5.9 A Naturalistic Fallacy for Ordinary Normativity

     If an understanding of the origins of human normativity helps us decide how to direct our future normative endeavors, I'm afraid it won't be in the way Gibbard envisions (recognizing apt practices justified by an evolutionary history). Rather, it will be in recognizing the nature of our normative errors. One of these, apparently, is the routine application of the naturalistic fallacy.

     Gibbard doesn't explain for us what good and bad are, but rather explains why we make normative judgments of the sort we do. If this explanation is supposed to provide moral guidance, it might seem to commit the naturalistic fallacy: how can the fact that we make certain normative judgments mean that we should make those judgments? As noted in the introduction, Gibbard recognizes the gap between facts about our normative practices and questions concerning the normative worth of the content of the judgments those practices produce.

     Gibbard himself doesn't commit the naturalistic fallacy, for he doesn't claim that we should always follow the dictates of normative consensus or, ultimately, normative governance (for he acknowledges normative error). We are simply disposed to believe we should comport with our norms, and that belief has turned out to be adaptive for humans.

     Put another way, while Gibbard doesn't commit the naturalistic fallacy, his account depends on ordinary people doing so as a matter of course. We believe we should follow our normative practices because they are our normative practices. We worry about making errors, and we're not sure why our practices are better than potential alternatives -- but the fact of their existence (their persistence, actually) counts for us as a reason why we ought to follow them.

     Gibbard's portrayal of ordinary normativity is accurate enough. But we must acknowledge that ordinary normativity is philosophically destitute.

     Consider what Gibbard tells us (augmented by points he doesn't dispute): We each begin with tentative judgments about what is right or good (which we treat as objective), but we don't know how they are produced or what justifies them. We also begin with judgments about whom to trust as normative judges, but we don't know what constitutes good normative judgment or what processes produce it. To be sure, we offer rationales for conferring normative authority -- say, that someone has plenty of experience; yet we don't know how experience (perhaps only experience in making normative errors) is supposed to be of benefit.

     It gets worse. We then engage in normative discussion -- a process with no objective standards to speak of, beyond vague (and ultimately disposable, if we choose) commitments to norms such as consistency. Then, to top it all off, we measure the products of normative discussion with the yardstick of intuition: if the conclusions seem plausible, fine; if they are self-evidently monstrous, we reject them.

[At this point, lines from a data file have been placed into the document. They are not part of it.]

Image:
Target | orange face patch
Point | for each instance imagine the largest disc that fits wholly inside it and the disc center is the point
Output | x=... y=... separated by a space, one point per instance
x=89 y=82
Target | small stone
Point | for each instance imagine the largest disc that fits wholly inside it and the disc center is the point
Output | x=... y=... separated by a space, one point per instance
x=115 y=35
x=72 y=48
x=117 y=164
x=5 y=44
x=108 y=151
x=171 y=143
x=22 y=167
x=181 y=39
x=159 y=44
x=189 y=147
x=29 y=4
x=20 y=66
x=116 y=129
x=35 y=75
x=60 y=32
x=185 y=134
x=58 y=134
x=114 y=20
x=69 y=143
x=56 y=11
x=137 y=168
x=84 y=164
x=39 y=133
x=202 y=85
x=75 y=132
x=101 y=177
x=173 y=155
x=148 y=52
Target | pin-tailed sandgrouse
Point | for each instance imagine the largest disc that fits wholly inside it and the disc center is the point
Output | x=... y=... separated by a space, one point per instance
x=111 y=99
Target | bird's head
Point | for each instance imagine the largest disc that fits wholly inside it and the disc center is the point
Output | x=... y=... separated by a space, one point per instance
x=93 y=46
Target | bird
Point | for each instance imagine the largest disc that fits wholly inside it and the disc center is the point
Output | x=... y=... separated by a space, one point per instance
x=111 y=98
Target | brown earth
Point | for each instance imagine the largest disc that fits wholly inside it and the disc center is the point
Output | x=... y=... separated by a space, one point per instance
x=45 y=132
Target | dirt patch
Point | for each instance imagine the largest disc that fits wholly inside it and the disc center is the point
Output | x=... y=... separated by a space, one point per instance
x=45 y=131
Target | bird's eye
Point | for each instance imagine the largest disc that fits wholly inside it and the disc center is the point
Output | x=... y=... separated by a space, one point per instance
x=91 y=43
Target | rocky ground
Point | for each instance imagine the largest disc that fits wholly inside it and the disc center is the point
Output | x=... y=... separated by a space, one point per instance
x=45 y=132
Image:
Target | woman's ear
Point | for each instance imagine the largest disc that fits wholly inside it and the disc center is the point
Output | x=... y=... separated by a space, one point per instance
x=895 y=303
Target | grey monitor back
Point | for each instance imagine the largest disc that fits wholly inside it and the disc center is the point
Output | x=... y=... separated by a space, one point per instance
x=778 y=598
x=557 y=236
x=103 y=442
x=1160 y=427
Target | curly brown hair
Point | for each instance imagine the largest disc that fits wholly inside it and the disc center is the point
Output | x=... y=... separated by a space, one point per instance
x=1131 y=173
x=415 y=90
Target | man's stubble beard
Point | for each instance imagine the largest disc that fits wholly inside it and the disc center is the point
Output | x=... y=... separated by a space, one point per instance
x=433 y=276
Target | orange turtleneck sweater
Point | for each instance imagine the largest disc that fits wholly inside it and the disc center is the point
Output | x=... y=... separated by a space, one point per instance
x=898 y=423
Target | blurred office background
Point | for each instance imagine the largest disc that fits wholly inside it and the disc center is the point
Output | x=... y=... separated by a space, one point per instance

     Even if Gibbard succeeds in helping us understand the nature of these normative practices, we will lack the tools we need for improvement unless we can learn (probing beneath the surface of evolutionary theory that Gibbard skims) how they have managed to serve us despite their philosophic shortcomings, whether they are at all appropriate for the problems of modern life, and whether there is some superior approach to normative judgment that could serve us even better.